Learn how I fit a full-size DH187D decoder into a Proto 2000 SW900 switcher. Step-by-step process, resistor tricks, custom parts, and tips for working with LEDs in tight spaces.

Restoring & Upgrading a Proto 2000 SW900 – The KNR 90 Rebuild : DCC Decoder Install

If you’ve ever cracked open one of the Proto 2000 SW900s, you know there’s not a lot of room to work with. This is one of those “tight squeeze, but worth it” kind of projects.

Before doing any dcc decoder work, after I replaced with side frames, I started by lubricating the gears with LaBelle 102 Gear Oil and some 106 Grease. Then I added a small drop of DeoxIT D100L on the electrical pickups. It’s a simple step that makes a big difference in performance and reliability down the road.

DCC Decoder Choice

I went with a Digitrax DH187D. Why? Simple—it’s got 8 function outputs. That gives me plenty of room to do what I want:

Front and rear headlights (2 functions)
Front and rear ditch lights (4 functions)
A warning beacon (1 function)

That’s 7 right there. And this thing can handle it.

The Problem

The usual advice is to use a smaller N scale decoder in these, and they’re not wrong—space is tight. But I didn’t want to give up features, so I made it work by removing the front weight. Keep in mind: doing that will limit how many cars the loco can pull. But it’s a switcher, not a mainline hauler, so that’s a trade-off I can live with.

One day I might design a small logic board so the ditch lights change automatically depending on direction—front ones on with the front headlight, rear ones with the rear headlight. But for now, I’m keeping it simple.

What I Came Up With

After gutting the original board and weight, I designed and printed a couple of custom parts. One goes where the original board was—it’s just a simple plate with pass-through holes to make wiring easy. The other replaces the front weight and holds the DH187D firmly in place, plus includes a mount for the front headlight LED.

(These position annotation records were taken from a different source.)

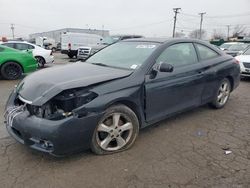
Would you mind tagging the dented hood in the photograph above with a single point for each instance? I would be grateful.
(42, 85)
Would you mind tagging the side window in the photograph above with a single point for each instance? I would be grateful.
(30, 46)
(22, 46)
(205, 52)
(180, 54)
(11, 45)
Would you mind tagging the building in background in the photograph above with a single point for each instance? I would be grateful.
(56, 34)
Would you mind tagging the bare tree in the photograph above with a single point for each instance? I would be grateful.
(196, 34)
(179, 34)
(218, 35)
(239, 30)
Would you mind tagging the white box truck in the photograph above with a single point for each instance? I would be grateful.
(70, 42)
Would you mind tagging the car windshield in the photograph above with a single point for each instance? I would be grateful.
(225, 45)
(125, 55)
(237, 47)
(110, 40)
(247, 52)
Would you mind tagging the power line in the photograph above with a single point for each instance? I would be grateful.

There’s not enough space to use the front 6-pin connector on the decoder, but there are function pads on the bottom side. I clipped the connector and soldered the wires directly to those pads. Heat shrink and Teflon tape kept things tidy and protected from shorts.

Putting It Together

For the front light, I used a warm white 1206 SMD LED. (Side note: remind me to do a post on LED color temperatures—because it does matter, especially when you’re building a layout with a specific vibe in mind.) I’ve been using UV bonding glue lately to hold LEDs in place, and honestly—I’m hooked. It stays soft until you hit it with the UV lamp. Then, boom. Solid, clear, and permanent. Great stuff.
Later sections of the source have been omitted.